Deployment model
Akka applications are distributed by design. Although you can run an entire set of complex services on a single machine, they are meant to be distributed. This guide explains deployment and distribution in Akka.
Logical deployment
In Akka the logical unit of deployment is a Service. A service contains your components and it deploys into a project. The hierarchy is described below.
Project
A project is the root of one or more services that are meant to be deployed and run together. The project is a logical container for these services and provides some common management capabilities. Projects contain a list of regions that they deploy to. One of the regions will always be the primary region which acts as the source of resources to replicate between regions. This will be the first region that deployments roll out to. By default the primary region is the first region specified when creating a project. More detail on regions is covered below in physical deployment.
Service(s)
Services are the core unit of deployment in Akka. They equate to the concept of a microservice and contain all your components and objects as described in the Akka architecture model.

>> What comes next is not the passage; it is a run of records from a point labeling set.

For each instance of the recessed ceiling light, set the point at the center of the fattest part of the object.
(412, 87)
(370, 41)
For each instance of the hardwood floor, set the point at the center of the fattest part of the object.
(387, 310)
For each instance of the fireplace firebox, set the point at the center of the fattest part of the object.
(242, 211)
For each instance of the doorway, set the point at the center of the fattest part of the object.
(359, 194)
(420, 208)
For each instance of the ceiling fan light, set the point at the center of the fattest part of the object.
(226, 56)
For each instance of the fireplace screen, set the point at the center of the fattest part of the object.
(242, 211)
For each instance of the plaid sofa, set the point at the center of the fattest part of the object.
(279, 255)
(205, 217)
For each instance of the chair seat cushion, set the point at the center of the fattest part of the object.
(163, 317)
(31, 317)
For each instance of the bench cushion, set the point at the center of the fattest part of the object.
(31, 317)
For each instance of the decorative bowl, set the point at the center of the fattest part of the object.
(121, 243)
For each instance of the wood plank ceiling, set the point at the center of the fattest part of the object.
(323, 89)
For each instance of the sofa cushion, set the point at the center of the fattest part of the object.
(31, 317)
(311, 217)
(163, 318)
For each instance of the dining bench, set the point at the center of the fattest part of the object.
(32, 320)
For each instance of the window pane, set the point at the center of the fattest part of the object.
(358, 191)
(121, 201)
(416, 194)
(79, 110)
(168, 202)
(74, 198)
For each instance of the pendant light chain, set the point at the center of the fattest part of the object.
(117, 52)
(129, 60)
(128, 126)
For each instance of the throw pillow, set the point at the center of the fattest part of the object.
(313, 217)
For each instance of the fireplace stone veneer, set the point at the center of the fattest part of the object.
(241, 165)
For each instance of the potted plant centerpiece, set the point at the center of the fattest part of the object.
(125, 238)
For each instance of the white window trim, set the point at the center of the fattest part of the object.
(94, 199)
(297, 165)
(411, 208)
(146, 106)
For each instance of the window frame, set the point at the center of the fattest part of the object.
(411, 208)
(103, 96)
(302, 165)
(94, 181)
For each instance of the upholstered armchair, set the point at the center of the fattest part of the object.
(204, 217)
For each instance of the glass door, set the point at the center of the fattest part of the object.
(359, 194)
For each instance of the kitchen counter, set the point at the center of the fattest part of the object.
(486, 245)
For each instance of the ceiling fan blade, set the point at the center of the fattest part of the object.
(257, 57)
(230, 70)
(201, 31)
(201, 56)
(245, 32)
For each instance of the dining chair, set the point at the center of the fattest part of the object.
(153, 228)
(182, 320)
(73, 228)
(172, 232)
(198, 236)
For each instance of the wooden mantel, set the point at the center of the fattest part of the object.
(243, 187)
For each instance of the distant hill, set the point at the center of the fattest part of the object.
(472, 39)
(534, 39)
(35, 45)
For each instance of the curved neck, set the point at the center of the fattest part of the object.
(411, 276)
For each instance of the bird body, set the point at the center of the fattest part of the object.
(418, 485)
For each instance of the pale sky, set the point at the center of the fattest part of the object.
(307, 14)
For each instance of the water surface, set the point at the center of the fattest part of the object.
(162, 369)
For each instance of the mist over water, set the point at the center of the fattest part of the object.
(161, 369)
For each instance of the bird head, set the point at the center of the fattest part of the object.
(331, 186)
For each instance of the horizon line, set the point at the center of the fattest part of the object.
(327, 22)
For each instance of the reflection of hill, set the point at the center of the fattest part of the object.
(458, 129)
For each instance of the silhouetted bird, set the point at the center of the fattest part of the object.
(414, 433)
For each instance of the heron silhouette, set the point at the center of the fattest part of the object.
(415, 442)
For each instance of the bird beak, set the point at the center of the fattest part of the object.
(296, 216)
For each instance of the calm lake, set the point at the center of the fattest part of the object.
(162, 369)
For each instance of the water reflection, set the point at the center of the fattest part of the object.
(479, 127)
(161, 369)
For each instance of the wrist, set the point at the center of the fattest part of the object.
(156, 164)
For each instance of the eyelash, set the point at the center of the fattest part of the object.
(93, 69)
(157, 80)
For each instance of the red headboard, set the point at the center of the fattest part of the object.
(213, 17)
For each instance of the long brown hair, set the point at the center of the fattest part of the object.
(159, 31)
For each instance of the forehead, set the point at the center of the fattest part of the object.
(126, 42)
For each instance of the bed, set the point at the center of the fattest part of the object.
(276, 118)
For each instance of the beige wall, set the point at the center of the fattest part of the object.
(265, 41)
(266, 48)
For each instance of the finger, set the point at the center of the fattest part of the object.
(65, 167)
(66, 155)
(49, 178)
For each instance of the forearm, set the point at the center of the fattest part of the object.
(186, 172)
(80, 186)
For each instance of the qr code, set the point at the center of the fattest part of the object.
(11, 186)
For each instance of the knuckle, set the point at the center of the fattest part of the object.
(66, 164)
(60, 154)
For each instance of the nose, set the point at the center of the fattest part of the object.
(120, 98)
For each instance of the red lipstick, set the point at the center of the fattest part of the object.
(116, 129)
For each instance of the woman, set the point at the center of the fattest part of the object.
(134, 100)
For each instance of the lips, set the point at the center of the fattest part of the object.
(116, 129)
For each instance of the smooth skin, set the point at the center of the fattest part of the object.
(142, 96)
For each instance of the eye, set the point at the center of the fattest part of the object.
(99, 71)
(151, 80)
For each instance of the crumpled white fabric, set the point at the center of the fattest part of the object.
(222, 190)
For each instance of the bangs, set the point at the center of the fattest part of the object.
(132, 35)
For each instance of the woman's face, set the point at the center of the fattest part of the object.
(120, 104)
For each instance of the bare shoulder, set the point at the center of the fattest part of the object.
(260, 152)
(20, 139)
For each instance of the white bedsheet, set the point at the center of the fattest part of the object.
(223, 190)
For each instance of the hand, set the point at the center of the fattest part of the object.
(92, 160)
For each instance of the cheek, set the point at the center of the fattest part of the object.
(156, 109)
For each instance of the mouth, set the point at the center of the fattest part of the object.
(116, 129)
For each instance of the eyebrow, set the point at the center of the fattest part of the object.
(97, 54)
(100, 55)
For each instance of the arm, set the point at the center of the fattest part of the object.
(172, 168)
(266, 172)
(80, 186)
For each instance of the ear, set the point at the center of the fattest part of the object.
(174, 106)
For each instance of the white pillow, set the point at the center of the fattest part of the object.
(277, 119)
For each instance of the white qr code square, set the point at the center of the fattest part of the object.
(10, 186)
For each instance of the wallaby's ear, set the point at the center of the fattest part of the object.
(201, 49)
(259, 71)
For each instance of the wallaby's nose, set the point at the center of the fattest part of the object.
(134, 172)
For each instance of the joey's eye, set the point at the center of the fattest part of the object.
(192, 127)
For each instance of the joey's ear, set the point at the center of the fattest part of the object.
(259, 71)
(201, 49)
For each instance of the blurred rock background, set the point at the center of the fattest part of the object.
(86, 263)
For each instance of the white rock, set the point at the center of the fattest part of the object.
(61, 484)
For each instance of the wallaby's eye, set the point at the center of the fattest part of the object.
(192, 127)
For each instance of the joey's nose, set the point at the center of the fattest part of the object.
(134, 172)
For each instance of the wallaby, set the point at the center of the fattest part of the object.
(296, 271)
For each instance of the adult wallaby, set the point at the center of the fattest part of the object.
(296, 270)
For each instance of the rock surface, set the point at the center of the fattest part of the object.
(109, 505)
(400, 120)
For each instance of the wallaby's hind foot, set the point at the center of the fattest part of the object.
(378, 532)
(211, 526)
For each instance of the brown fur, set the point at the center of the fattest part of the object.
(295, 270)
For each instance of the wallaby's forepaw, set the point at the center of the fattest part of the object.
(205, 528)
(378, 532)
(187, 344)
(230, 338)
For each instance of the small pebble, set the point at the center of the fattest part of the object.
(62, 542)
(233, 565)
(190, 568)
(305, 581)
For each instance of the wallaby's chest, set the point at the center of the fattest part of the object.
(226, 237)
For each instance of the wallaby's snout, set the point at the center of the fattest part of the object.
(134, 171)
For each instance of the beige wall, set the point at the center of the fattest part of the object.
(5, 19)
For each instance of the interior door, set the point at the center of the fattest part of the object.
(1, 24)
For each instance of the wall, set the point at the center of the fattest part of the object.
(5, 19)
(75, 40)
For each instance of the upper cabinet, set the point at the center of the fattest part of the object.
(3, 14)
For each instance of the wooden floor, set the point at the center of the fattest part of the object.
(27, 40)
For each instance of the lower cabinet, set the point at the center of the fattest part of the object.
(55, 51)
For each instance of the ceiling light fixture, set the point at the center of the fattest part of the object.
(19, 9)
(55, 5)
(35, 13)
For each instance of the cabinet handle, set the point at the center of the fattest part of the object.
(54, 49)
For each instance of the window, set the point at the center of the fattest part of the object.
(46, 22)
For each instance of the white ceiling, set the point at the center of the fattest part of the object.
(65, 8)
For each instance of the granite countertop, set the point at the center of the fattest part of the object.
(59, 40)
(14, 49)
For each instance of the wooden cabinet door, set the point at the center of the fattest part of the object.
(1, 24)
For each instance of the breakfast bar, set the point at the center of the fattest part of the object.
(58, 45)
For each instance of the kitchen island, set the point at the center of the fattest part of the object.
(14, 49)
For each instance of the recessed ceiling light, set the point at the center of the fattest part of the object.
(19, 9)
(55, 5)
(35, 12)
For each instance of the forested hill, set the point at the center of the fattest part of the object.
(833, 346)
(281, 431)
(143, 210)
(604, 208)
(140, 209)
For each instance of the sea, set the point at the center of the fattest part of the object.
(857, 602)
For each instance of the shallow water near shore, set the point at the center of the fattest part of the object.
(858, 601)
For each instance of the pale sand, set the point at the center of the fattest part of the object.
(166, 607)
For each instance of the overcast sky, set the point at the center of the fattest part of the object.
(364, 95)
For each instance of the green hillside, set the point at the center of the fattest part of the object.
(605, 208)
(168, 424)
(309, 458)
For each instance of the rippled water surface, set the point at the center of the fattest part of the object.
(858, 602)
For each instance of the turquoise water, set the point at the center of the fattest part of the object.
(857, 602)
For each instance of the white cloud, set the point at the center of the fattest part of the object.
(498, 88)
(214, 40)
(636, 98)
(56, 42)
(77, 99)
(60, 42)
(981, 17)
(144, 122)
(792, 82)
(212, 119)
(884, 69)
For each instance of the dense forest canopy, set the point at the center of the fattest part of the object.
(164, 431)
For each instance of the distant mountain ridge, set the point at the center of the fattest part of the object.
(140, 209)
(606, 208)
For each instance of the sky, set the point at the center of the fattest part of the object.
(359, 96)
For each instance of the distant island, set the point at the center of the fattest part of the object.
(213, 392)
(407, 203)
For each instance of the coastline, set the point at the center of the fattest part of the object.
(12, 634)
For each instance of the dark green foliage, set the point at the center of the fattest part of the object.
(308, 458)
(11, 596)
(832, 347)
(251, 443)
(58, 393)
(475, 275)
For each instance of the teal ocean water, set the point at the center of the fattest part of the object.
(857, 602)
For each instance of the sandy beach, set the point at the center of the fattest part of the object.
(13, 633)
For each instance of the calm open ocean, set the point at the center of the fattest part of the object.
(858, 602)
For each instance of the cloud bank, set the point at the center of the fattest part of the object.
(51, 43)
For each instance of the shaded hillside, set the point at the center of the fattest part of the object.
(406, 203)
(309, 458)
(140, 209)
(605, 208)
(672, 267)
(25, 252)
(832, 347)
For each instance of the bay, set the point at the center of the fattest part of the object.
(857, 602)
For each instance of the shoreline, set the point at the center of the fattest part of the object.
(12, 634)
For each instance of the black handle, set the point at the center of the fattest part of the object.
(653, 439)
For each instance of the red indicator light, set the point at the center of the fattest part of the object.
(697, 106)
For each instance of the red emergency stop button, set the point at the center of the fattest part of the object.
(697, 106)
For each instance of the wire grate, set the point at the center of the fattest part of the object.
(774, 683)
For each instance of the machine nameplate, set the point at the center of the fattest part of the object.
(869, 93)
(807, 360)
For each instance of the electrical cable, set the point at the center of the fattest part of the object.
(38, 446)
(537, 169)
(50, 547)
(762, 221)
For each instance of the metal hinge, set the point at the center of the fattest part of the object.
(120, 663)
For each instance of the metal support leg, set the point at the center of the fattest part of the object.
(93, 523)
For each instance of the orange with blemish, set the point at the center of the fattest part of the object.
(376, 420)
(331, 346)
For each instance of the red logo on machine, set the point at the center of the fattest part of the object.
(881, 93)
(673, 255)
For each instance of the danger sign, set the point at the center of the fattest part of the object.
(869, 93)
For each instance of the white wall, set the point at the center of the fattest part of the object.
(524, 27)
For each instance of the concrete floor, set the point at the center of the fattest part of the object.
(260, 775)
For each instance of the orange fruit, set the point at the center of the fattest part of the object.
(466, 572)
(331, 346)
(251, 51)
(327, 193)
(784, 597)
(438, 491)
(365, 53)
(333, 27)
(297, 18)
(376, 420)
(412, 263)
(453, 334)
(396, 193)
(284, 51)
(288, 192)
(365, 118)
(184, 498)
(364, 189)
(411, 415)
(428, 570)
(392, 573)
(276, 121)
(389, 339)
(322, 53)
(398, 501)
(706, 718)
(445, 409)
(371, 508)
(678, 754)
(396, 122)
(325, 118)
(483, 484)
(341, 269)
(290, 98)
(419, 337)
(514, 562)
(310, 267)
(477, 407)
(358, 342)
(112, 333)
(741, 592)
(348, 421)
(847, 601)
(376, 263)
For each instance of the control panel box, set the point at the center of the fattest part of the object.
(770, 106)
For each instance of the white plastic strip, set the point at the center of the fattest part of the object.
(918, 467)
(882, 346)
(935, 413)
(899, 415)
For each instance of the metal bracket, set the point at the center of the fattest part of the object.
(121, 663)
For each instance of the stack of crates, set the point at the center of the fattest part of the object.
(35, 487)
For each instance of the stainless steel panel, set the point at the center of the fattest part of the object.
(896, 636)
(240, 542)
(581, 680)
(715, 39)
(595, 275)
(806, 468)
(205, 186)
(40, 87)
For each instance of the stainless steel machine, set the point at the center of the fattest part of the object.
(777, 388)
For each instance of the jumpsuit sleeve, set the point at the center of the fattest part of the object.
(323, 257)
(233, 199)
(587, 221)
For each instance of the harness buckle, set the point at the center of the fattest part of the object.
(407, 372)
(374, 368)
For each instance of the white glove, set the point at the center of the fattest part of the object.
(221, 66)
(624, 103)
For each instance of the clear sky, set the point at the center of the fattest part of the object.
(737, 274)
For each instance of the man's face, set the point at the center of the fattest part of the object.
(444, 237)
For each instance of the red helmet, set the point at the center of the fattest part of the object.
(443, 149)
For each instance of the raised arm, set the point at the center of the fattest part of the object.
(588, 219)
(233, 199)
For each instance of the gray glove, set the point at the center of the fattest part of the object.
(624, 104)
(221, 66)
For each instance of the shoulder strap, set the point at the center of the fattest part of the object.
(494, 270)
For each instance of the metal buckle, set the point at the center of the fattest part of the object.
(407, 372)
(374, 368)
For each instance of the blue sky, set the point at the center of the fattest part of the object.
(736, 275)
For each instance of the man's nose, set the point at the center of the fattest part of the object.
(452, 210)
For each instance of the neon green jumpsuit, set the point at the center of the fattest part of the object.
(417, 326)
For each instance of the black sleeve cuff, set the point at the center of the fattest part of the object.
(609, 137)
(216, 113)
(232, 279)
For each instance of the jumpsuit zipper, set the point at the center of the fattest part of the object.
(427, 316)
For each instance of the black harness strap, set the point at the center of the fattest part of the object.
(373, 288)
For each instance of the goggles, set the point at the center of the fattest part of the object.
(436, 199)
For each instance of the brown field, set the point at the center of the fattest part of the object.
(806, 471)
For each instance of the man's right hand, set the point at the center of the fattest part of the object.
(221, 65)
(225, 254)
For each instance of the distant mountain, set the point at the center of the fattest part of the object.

A project contains one or more services. Services can be started, stopped, and paused independently. They can also be scaled independently making them also the unit of scale.
Physical deployment
Akka services run in a cluster. A cluster is an instance of the Akka runtime which is spread over multiple machines in a given geographical place. We call that place a region. In our cloud service a region corresponds to a region from a cloud infrastructure provider such as AWS, Azure, or Google Cloud. "US East" is an AWS region that contains multiple Availability Zones: for Akka this is just a region. By default Akka spans availability zones in our cloud.
Region
Regions are specific clusters running Akka in a specific place. Regions are designed to run independently for greater availability. They are also designed to replicate data asynchronously between each other. Every Akka project specifies a list of one or more regions in which it runs.
In addition to your services from a project, a region also has endpoints for your API. You define endpoints within the API layer and Akka will expose them. They will be unique to each region. That is they will have unique DNS, much like AWS services S3 and SQS do.
Container registries exist in all Akka.io regions so that the images that are your packaged services are in close proximity to the compute they will run on.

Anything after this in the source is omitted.